Since there is no known breakpoint for the responses of Candida and Rhodotorula spp. to PCZ, it is not possible to interpret the isolates as "resistant" or "susceptible" to this antifungal agent (35). However, unlike Rhodotorula spp., Candida spp. showed low and acceptable MIC values for PCZ. In agreement with our results, Ahmed et al. and Khumdee et al. reported the resistance of Rhodotorula spp. and the susceptibility of Candida spp. to PCZ, respectively (35, 36). Although the results of in-vitro and in vivo susceptibility patterns do not completely match each other, knowledge of in-vitro antifungal susceptibility patterns is an initial and appropriate strategy before starting treatment. In this way, an inappropriate antifungal agent can be rejected, the chance of treatment success increases, and the risk of mortality decreases.

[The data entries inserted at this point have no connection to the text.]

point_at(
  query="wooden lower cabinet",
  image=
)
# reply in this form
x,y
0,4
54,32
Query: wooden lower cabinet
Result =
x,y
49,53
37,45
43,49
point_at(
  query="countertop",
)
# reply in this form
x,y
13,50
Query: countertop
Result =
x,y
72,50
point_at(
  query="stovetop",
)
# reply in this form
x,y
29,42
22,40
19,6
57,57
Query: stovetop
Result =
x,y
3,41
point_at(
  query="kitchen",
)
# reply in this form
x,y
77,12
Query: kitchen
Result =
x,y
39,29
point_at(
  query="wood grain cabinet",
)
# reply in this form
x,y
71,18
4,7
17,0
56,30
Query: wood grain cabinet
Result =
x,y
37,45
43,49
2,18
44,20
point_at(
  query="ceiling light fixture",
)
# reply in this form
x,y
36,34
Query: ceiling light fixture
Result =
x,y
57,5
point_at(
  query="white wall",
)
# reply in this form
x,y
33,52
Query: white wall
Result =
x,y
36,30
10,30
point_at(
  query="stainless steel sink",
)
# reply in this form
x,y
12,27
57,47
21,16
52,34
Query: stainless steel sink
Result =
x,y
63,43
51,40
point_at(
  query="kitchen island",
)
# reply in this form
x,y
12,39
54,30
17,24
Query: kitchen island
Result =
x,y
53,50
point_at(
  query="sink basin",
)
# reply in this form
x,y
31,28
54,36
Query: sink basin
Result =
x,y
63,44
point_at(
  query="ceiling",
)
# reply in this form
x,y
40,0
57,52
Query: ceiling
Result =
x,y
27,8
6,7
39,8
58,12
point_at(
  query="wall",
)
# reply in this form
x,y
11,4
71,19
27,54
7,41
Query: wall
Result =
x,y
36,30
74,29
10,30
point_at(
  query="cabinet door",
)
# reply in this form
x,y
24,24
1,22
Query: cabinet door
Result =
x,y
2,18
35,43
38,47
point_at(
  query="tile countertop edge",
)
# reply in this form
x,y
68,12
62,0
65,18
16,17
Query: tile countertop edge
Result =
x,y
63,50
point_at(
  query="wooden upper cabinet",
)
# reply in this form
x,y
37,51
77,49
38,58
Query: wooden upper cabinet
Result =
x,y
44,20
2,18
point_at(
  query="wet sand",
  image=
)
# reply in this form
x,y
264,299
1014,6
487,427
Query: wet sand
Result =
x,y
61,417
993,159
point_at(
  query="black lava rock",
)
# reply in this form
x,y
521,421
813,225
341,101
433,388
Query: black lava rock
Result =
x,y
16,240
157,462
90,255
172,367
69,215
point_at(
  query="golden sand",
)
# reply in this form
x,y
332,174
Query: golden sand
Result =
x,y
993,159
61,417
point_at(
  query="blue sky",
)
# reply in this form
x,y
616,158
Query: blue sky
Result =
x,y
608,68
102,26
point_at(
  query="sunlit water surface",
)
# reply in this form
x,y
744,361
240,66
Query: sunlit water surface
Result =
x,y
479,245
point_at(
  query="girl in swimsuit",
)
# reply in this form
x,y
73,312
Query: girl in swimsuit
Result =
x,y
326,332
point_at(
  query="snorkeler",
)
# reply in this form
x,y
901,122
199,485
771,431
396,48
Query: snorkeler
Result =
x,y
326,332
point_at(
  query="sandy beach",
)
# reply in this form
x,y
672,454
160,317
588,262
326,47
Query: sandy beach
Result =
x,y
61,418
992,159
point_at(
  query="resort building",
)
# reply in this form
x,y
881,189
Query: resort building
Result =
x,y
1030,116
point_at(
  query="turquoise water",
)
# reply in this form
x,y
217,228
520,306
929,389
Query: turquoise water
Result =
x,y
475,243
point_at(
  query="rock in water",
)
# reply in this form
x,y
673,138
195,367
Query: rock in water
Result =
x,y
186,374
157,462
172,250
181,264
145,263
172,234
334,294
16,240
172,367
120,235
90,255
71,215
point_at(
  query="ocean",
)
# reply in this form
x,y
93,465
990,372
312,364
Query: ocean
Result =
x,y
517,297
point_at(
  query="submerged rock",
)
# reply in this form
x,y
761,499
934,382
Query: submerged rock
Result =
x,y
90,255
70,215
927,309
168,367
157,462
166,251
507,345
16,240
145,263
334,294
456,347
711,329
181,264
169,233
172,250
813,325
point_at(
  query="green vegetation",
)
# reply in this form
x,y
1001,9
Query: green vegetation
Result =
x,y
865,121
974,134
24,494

This is especially the case in patients with malignancy. In the present study, the treatment of candidemia for the patients was in the form of monotherapy or multitherapy based on the consensus results of the E-test and DDT. Furthermore, the dosage of the antifungal agent was determined according to the physician's opinion based on the patient's weight and clinical conditions. Fortunately, the therapy was successful, and no increase in the length of the treatment period (except in two cases of C. orthopsilosis) or mortality was observed. The present study had some limitations. First, we could not fully control the patients' conditions as the duration of hospitalization was reduced to a minimum due to the COVID-19 pandemic. Second, fungemia was diagnosed using a conventional BC method since we did not have access to the BACTEC or other modern systems. The BC method has a lower susceptibility than the more modern systems and may have caused false-negative results and underreporting.
5.1. Conclusions
Despite the deficiency of the immune system in malignant patients, non-C. albicans spp. (C. parapsilosis) were the most frequent cause of fungemia, and the other opportunistic yeasts were insignificant in this respect. Overall, no mortality was observed in this study, which is justified by the high prevalence of C. parapsilosis among the patients and early diagnosis. In addition to timely diagnosis and awareness of antifungal susceptibility patterns, the management of treatment and its follow-up should be given serious attention so that a reduction in the incidence of these infections can be witnessed. Based on the results of our study, none of the Candida species isolates showed resistance to FCZ.